Jornalismo musical: a arte de perguntar


Já vi tanta distorção ou desperdício de tempo e espaço na maneira como muitos estão abordando suas entrevistas que até me espanto. Profissionais, estudantes ou amadores, as aberrações jornalísticas ocorrem em todos os níveis. O entrevistador é aquela pessoa que terá a deliciosa, porém exigente, missão de arrancar mais do que respostas. Terá de conseguir boas respostas. Só que isso tem se perdido das prioridades.

Não se trata de sair perguntando a esmo, de qualquer jeito. O trabalho vira moleza e perde qualquer credibilidade quando não há um propósito inteligente. É justamente esse o ponto que separa o competente do amador. Devemos nos preparar bastante. Ainda que conheçamos o entrevistado ou que sejamos limitados uma única pergunta, temos de vasculhar com o máximo de interesse o assunto. É esse interesse preliminar que possibilitará um resultado final interessante.

A própria lida traz ensinamentos valiosos. Flemming Rasmussen, renomado produtor e engenheiro de som dinamarquês, promoveu-me um choque de realidade exemplar. Na ocasião em que o procurei para tratar de um dos álbuns mais icônicos em que trabalhou, Ride the Lightning, do Metallica, levei um puxão de orelha daqueles. E até hoje dou extremo valor àquilo.

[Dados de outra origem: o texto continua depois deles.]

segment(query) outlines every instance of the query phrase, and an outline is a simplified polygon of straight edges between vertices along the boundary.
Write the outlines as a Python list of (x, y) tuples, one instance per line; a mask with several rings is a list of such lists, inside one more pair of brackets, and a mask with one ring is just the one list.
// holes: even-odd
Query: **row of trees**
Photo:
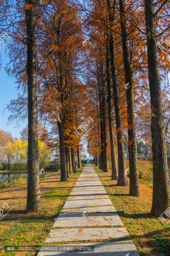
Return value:
[[(21, 163), (27, 162), (28, 140), (23, 139), (14, 138), (11, 133), (3, 130), (0, 131), (0, 162), (7, 164), (9, 170), (12, 163), (16, 163), (19, 166)], [(47, 144), (40, 139), (38, 151), (41, 167), (45, 161), (51, 160), (52, 152)]]
[[(160, 215), (170, 206), (165, 141), (169, 119), (165, 129), (162, 96), (165, 105), (169, 101), (161, 83), (161, 77), (166, 80), (169, 59), (167, 49), (165, 54), (158, 52), (157, 44), (168, 35), (169, 3), (50, 0), (40, 5), (26, 0), (15, 6), (7, 2), (1, 2), (0, 11), (3, 29), (7, 28), (13, 38), (6, 69), (22, 92), (8, 107), (9, 121), (28, 117), (26, 212), (42, 209), (38, 119), (51, 128), (47, 143), (59, 150), (61, 181), (67, 181), (72, 168), (75, 171), (76, 151), (81, 167), (80, 136), (84, 134), (95, 164), (108, 172), (110, 156), (112, 179), (124, 186), (129, 185), (125, 145), (129, 194), (140, 197), (137, 128), (137, 135), (152, 144), (151, 211)], [(92, 123), (96, 124), (91, 127)]]

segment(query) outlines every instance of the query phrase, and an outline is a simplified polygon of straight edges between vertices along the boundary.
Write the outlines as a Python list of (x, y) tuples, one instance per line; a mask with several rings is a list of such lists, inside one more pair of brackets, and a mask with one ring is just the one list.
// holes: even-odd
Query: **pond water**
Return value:
[[(57, 170), (44, 170), (43, 172), (44, 172), (44, 173), (43, 174), (43, 175), (45, 175), (58, 172), (58, 171)], [(41, 177), (41, 175), (40, 176)], [(20, 177), (22, 177), (22, 179), (27, 181), (28, 176), (27, 171), (1, 173), (0, 173), (0, 181), (7, 184), (18, 180)]]

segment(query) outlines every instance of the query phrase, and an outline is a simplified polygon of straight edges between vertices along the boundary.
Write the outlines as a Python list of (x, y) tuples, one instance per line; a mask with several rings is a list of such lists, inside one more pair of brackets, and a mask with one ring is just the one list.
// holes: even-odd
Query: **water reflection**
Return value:
[[(58, 171), (57, 170), (44, 170), (44, 173), (43, 174), (45, 175), (58, 172)], [(40, 175), (40, 176), (41, 176)], [(25, 181), (27, 181), (28, 176), (27, 171), (1, 173), (0, 174), (0, 181), (5, 184), (11, 183), (18, 180), (21, 177)]]

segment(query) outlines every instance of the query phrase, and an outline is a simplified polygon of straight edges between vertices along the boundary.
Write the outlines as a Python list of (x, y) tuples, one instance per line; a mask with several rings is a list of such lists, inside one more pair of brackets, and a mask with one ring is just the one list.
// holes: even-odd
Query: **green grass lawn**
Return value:
[[(149, 183), (140, 181), (141, 198), (130, 197), (129, 187), (117, 187), (116, 181), (111, 180), (111, 173), (104, 173), (97, 167), (93, 167), (130, 236), (130, 238), (123, 240), (132, 240), (140, 256), (169, 256), (170, 228), (150, 213), (152, 189)], [(47, 245), (44, 241), (83, 169), (78, 169), (67, 181), (60, 182), (58, 173), (40, 179), (43, 211), (39, 213), (26, 214), (24, 212), (26, 202), (26, 183), (1, 190), (1, 202), (5, 201), (12, 210), (3, 220), (0, 221), (0, 248), (2, 249), (5, 245)], [(4, 200), (6, 198), (8, 198), (7, 201)], [(124, 210), (124, 214), (119, 213), (120, 209)], [(62, 228), (56, 227), (53, 229)], [(13, 240), (11, 241), (12, 239)], [(86, 242), (121, 240), (91, 240)], [(79, 243), (80, 242), (77, 243)], [(72, 243), (50, 243), (49, 245)], [(3, 250), (0, 252), (1, 255), (31, 256), (37, 254), (33, 251), (5, 252)]]

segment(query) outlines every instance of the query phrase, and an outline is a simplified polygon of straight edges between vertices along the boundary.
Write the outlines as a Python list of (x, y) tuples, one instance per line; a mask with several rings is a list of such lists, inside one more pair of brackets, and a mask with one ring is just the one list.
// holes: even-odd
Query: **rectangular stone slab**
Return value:
[(52, 230), (44, 243), (85, 241), (91, 239), (125, 238), (130, 236), (125, 228), (69, 228)]
[[(88, 183), (88, 185), (89, 186), (103, 186), (103, 184), (102, 183), (100, 183), (99, 182), (96, 183)], [(87, 185), (87, 183), (76, 183), (74, 185), (74, 187), (84, 187), (84, 186)]]
[(117, 213), (60, 214), (53, 227), (118, 226), (123, 224)]
[(73, 189), (72, 191), (74, 191), (75, 190), (77, 190), (78, 191), (82, 191), (82, 190), (83, 190), (83, 191), (90, 191), (91, 190), (93, 190), (94, 191), (97, 191), (98, 190), (105, 190), (105, 189), (104, 187), (100, 187), (99, 188), (95, 188), (91, 187), (91, 188), (89, 188), (89, 189), (85, 188), (84, 189), (83, 188), (79, 189)]
[(104, 198), (109, 198), (108, 195), (92, 195), (92, 196), (80, 196), (75, 197), (69, 197), (67, 200), (70, 201), (71, 200), (83, 200), (84, 199), (103, 199)]
[(78, 191), (72, 191), (70, 193), (70, 196), (72, 196), (73, 195), (81, 195), (81, 196), (83, 196), (83, 195), (107, 195), (107, 193), (106, 193), (106, 190), (100, 190), (100, 191), (85, 191), (83, 190), (83, 191), (79, 191), (79, 190)]
[(91, 199), (89, 200), (81, 200), (66, 201), (63, 207), (66, 208), (79, 208), (90, 206), (99, 206), (100, 205), (113, 205), (110, 199)]
[(77, 187), (74, 186), (73, 189), (73, 190), (76, 190), (77, 189), (104, 189), (104, 188), (103, 186), (99, 185), (99, 186), (84, 186), (83, 187), (81, 187), (80, 186)]
[(86, 211), (88, 212), (117, 212), (114, 206), (96, 206), (95, 207), (83, 207), (76, 209), (68, 209), (62, 210), (61, 212), (84, 212)]
[[(76, 245), (85, 247), (94, 245), (95, 251), (93, 252), (86, 251), (85, 252), (84, 251), (81, 252), (48, 251), (43, 253), (43, 256), (85, 256), (85, 255), (87, 256), (125, 256), (128, 253), (129, 256), (140, 256), (131, 240), (66, 245), (66, 248), (67, 246)], [(40, 250), (37, 256), (40, 256), (42, 253), (42, 251)]]

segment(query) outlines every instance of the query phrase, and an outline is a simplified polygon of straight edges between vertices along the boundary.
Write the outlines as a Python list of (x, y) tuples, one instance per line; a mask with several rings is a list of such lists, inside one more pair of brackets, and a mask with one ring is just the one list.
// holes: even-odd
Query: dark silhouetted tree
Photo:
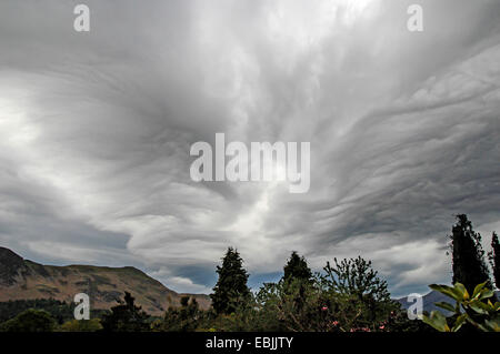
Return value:
[(489, 256), (493, 270), (494, 284), (500, 289), (500, 243), (496, 232), (491, 236), (491, 252)]
[[(451, 251), (454, 283), (462, 283), (472, 293), (476, 285), (490, 281), (481, 235), (473, 231), (467, 215), (457, 215), (457, 224), (452, 227)], [(488, 286), (490, 286), (489, 284)]]
[(219, 280), (210, 294), (216, 313), (231, 314), (251, 297), (247, 286), (248, 273), (242, 263), (238, 251), (229, 247), (222, 266), (217, 266)]
[(288, 263), (283, 267), (286, 282), (291, 280), (300, 280), (310, 282), (312, 279), (312, 272), (308, 266), (308, 262), (303, 256), (293, 251), (288, 260)]
[(129, 292), (124, 293), (123, 301), (111, 307), (111, 312), (102, 316), (101, 325), (106, 332), (143, 332), (149, 331), (149, 315), (136, 306), (134, 299)]

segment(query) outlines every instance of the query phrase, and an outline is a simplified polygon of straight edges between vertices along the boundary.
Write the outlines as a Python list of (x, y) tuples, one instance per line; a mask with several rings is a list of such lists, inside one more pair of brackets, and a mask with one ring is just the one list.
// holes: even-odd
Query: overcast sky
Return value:
[[(402, 295), (453, 214), (500, 231), (500, 1), (79, 2), (0, 2), (0, 245), (206, 293), (229, 245), (253, 286), (360, 254)], [(193, 182), (217, 132), (310, 142), (309, 192)]]

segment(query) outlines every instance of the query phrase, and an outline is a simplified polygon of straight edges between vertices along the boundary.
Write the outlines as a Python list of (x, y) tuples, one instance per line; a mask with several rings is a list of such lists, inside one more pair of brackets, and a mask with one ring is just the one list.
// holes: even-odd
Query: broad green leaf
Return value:
[(487, 315), (492, 309), (480, 301), (474, 301), (469, 304), (469, 307), (476, 311), (477, 313)]
[(484, 324), (493, 332), (500, 332), (500, 317), (494, 320), (486, 320)]
[(467, 292), (467, 289), (466, 289), (466, 286), (463, 286), (462, 283), (456, 283), (453, 287), (457, 291), (457, 293), (460, 294), (460, 297), (462, 300), (469, 300), (470, 299), (469, 293)]
[(479, 295), (479, 300), (489, 299), (494, 295), (494, 292), (489, 289), (483, 289), (481, 294)]
[(456, 312), (456, 307), (452, 304), (449, 304), (447, 302), (438, 302), (434, 305), (438, 307), (444, 309), (447, 311), (450, 311), (450, 312)]
[(458, 332), (466, 322), (467, 322), (467, 314), (463, 313), (457, 317), (457, 321), (454, 322), (454, 325), (451, 328), (451, 332)]
[(423, 315), (422, 321), (439, 332), (450, 332), (447, 318), (439, 311), (432, 311), (430, 317)]

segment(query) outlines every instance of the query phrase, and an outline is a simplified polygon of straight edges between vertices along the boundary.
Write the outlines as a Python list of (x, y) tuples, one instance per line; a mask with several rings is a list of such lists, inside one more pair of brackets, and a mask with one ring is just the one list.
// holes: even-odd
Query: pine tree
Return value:
[[(457, 215), (457, 224), (452, 227), (451, 250), (453, 262), (453, 284), (462, 283), (472, 293), (476, 285), (490, 281), (481, 235), (473, 231), (467, 215)], [(491, 287), (491, 284), (488, 284)]]
[(303, 256), (299, 256), (296, 251), (293, 251), (290, 255), (290, 259), (284, 265), (283, 271), (283, 279), (286, 282), (290, 282), (293, 280), (310, 282), (312, 279), (312, 272), (309, 269), (306, 259)]
[(496, 232), (491, 236), (491, 252), (489, 256), (493, 270), (494, 284), (500, 289), (500, 243)]
[(219, 280), (213, 287), (212, 307), (218, 314), (231, 314), (250, 299), (247, 286), (248, 273), (238, 251), (229, 247), (222, 259), (222, 266), (217, 266)]

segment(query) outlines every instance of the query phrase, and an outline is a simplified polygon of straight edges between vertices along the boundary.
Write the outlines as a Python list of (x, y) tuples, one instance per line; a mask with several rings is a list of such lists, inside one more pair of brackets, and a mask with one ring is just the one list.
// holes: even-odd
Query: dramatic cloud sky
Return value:
[[(0, 245), (189, 292), (229, 245), (253, 285), (361, 254), (402, 295), (449, 282), (453, 214), (500, 231), (498, 0), (83, 2), (0, 3)], [(309, 193), (191, 181), (216, 132), (311, 142)]]

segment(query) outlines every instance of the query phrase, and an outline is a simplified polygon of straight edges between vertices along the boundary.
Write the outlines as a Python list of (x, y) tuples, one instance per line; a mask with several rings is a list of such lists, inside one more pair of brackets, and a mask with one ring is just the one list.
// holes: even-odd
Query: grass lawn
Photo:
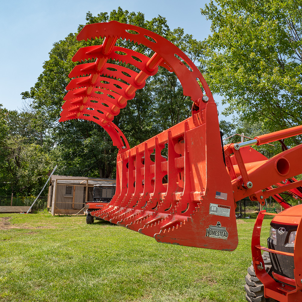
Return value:
[(230, 252), (159, 243), (82, 216), (0, 214), (0, 301), (243, 302), (255, 220), (237, 220)]

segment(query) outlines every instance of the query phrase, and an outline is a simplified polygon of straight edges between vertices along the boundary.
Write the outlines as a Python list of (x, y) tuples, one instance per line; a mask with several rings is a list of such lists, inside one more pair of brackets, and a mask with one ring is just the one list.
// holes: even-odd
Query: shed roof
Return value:
[(57, 181), (58, 183), (66, 185), (86, 185), (87, 181), (91, 185), (115, 185), (116, 180), (111, 178), (96, 178), (81, 176), (66, 176), (64, 175), (51, 175), (50, 183)]

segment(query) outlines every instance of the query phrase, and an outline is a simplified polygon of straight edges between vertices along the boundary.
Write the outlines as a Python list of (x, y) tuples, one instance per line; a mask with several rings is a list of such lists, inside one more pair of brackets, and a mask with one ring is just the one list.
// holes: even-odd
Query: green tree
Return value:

Assim que suas respostas chegaram a minha caixa de mensagens, notei que havia algo a mais. Era a seguinte mensagem: “Da próxima vez que fizer uma entrevista, tente não colocar palavras na boca das pessoas. Você mesmo respondeu várias de suas questões nas próprias perguntas. Mais objetividade, menos fã”.

Eu não era mais um iniciante, o que não me impediu de pisar na bola como profissional (nem me impedirá, já que estamos, todos, sujeitos a dar mancadas). A observação direta de Rasmussen alertou-me para um ponto: a atenção com o que nos envolvemos em nosso trabalho deve ser redobrada e constante. Definitivamente não há espaço para comodismo.

Talvez por eu carregar uma dose elevada de preciosismo no que faço me torne um chato em alguns momentos. Porém, o fato é que há um grande número de entrevistadores desleixados, preguiçosos, encantados demais, fãs e, por que não, incompetentes. Esse povo costuma produzir pautas ao estilo mais-do-mesmo, superficiais e nada instigantes. Ou seja, o nível de profissionalismo cai fundo no limbo. Nesse ponto, as facilidades da internet colaboram negativamente, abrindo caminho para que coisas dessa laia conquistem terreno. Além de indiferença no leitor, esse tipo de abordagem espanta entrevistado. Pense nisso!